As part of their collaboration with EOSC-hub, Ecohydros developed CyberHAB - a platform to process and analyse ecological data related to algal blooms. The CyberHAB prototype is a platform with a Jupyter Notebooks interface that integrates software components transparently and provides direct access to cloud computing resources. This platform can be used to extract information from monitoring data, converting hundreds of variables and parameters into visualizations to support decision-making.

How they used EOSC-hub services

CyberHAB uses EGI Notebooks as an interface and processes analysis with the EGI Cloud Compute service. The user is able to access different data sources by selecting ranges of dates and locations. The data is stored in a cloud storage solution (Onedata, Datahub) and whenever they need to launch a new model or simulation it is deployed using PaaS Orchestrator.

The value proposal of CyberHAB

CyberHAB is the first cyberinfrastructure of its kind – a versatile platform powered by cloud computing able to combine large volumes of data for the management of harmful algal blooms. Users can interact with CyberHAB in different ways, via Web or mobile interfaces. With a registered free account, users can try basic functionalities with their own data.

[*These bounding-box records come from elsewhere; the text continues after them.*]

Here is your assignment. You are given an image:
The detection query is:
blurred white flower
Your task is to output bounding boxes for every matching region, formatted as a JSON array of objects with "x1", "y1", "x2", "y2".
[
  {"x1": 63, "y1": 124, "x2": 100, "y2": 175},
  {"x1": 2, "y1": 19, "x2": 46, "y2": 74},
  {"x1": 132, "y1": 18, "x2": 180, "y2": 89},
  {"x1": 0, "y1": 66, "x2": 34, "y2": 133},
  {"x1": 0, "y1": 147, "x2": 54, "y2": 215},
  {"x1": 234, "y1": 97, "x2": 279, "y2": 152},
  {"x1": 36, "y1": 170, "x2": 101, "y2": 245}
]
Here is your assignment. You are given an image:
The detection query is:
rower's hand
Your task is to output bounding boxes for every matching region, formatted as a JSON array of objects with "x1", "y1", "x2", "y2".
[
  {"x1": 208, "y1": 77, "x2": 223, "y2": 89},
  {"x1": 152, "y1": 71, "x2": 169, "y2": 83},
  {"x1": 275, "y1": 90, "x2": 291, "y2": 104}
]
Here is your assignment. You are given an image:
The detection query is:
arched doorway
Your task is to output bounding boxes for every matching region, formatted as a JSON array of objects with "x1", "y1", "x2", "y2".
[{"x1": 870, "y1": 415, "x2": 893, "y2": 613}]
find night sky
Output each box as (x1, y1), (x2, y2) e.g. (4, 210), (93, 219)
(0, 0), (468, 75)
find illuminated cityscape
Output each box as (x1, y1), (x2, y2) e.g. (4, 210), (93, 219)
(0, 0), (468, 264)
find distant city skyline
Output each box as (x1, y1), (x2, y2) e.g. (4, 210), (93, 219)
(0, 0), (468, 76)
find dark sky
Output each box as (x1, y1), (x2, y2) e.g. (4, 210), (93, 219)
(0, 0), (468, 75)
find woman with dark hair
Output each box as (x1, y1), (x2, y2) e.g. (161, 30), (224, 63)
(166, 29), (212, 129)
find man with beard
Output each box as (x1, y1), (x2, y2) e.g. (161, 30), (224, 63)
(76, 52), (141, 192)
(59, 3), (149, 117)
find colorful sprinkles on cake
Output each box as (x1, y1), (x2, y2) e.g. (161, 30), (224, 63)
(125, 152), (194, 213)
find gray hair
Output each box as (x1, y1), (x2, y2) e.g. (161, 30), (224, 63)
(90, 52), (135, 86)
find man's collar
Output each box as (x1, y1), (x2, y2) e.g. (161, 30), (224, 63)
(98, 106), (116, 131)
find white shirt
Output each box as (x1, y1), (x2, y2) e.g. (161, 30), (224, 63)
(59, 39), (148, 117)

Subscriptions give access to the full range of tools, including models to forecast scenarios or methods to generate additional data for a given case.

How EOSC-hub helped

CyberHAB manipulates data covering hundreds of variables that need to be treated, processed and analysed before being used in visualizations. The predictive models also require calibration. The computing demands are beyond what a standard company or a standard computer center can provide. EOSC-hub gave us a chance to overcome this barrier.